Tuesday, December 20, 2016

By Any Other Name?

My personal definition of "friendship" aspires to a threshold few can achieve. It involves qualities like "loyalty," "caring," "devotion," stuff like that. 
Then I observe a supposed friendship, and I witness back-stabbing, jealousy, and indifference. Head scratching ensues. 

When I hear, "I can't believe my friend said/did that," then I must respond: Sweetie, she wasn't a friend in the first place. Then the sentence makes sense. 

My befuddlement with the modern perception regarding "friendship" is shared by many, I was relieved to read ("Do Your Friends Actually Like You?" by Kate Murphy). When asked, study subjects couldn't say what "friend" means. 

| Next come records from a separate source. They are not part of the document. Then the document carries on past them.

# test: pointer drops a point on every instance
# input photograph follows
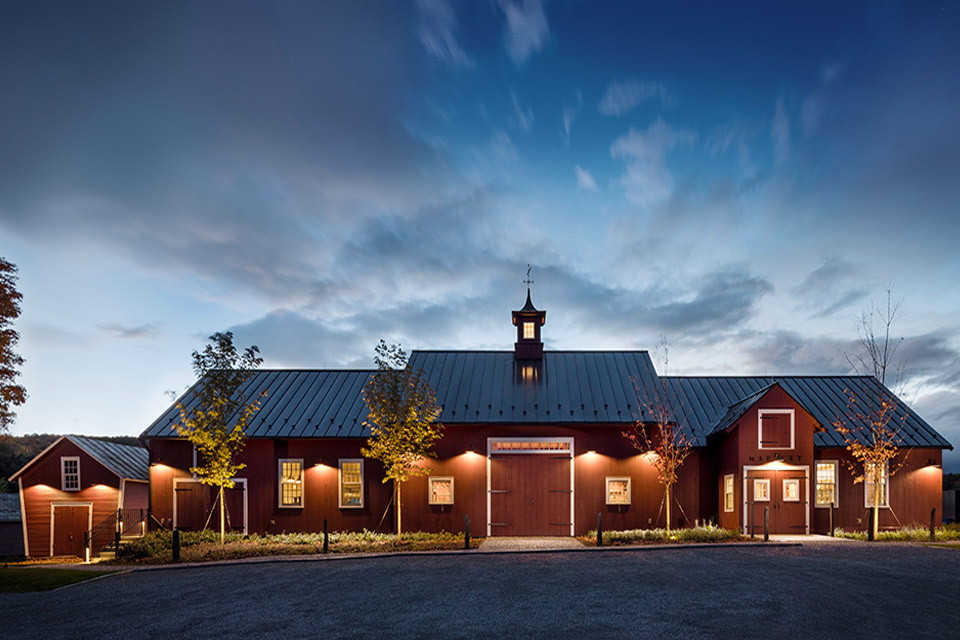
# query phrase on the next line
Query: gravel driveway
(831, 591)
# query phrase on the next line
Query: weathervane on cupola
(528, 321)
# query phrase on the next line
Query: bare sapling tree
(11, 393)
(402, 419)
(215, 419)
(662, 436)
(872, 424)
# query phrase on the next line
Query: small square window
(70, 473)
(761, 490)
(728, 493)
(291, 482)
(441, 490)
(791, 490)
(618, 490)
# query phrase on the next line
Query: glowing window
(876, 475)
(291, 482)
(728, 493)
(827, 483)
(70, 473)
(441, 490)
(528, 333)
(791, 490)
(761, 490)
(351, 484)
(618, 490)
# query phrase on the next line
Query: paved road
(829, 591)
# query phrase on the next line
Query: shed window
(728, 493)
(291, 482)
(70, 473)
(874, 481)
(618, 490)
(528, 333)
(827, 483)
(441, 490)
(351, 484)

We can say what it isn't: It is not a symbiotic relationship. Take the SJF; she has time on her hands, and would like someone to hang with. Other SJFs oblige. Then one of them gets engaged. Despite their generous gifts and showers, following her marriage she disappears. Not a text, email, or gushing voicemail. 

Time for the grand reveal: She wasn't a friend in the first place. It was a mutually beneficial arrangement. If any of the others had married instead, it would be the same. 
By [Ronald Sharp's] definition, friends are people you take the time to understand and allow to understand you.
Friendship involves depth, vulnerability, a meeting of minds and souls. Just because you do stuff with someone doesn't automatically make you friends. Ask yourself this: If a better offer came around, would you leave them in the dust?

This is not a matter of quantity, says the article. Schoolyard pride in "a million friends" is kinda sad in adulthood.   
Such boasting implies they have soul mates to spare in a culture where we are taught that leaning on someone is a sign of weakness and power is not letting others affect you. But friendship requires the vulnerability of caring as well as revealing things about yourself that don’t match the polished image in your Facebook profile or Instagram feed, said Mr. Nehamas at Princeton. Trusting that your bond will continue, and might even be strengthened, despite your shortcomings and inevitable misfortunes, he said, is a risk many aren’t willing to take.
One can stand in a crowded room of so-called "friends" and still be very, very much alone. I would much rather be seen by one or two.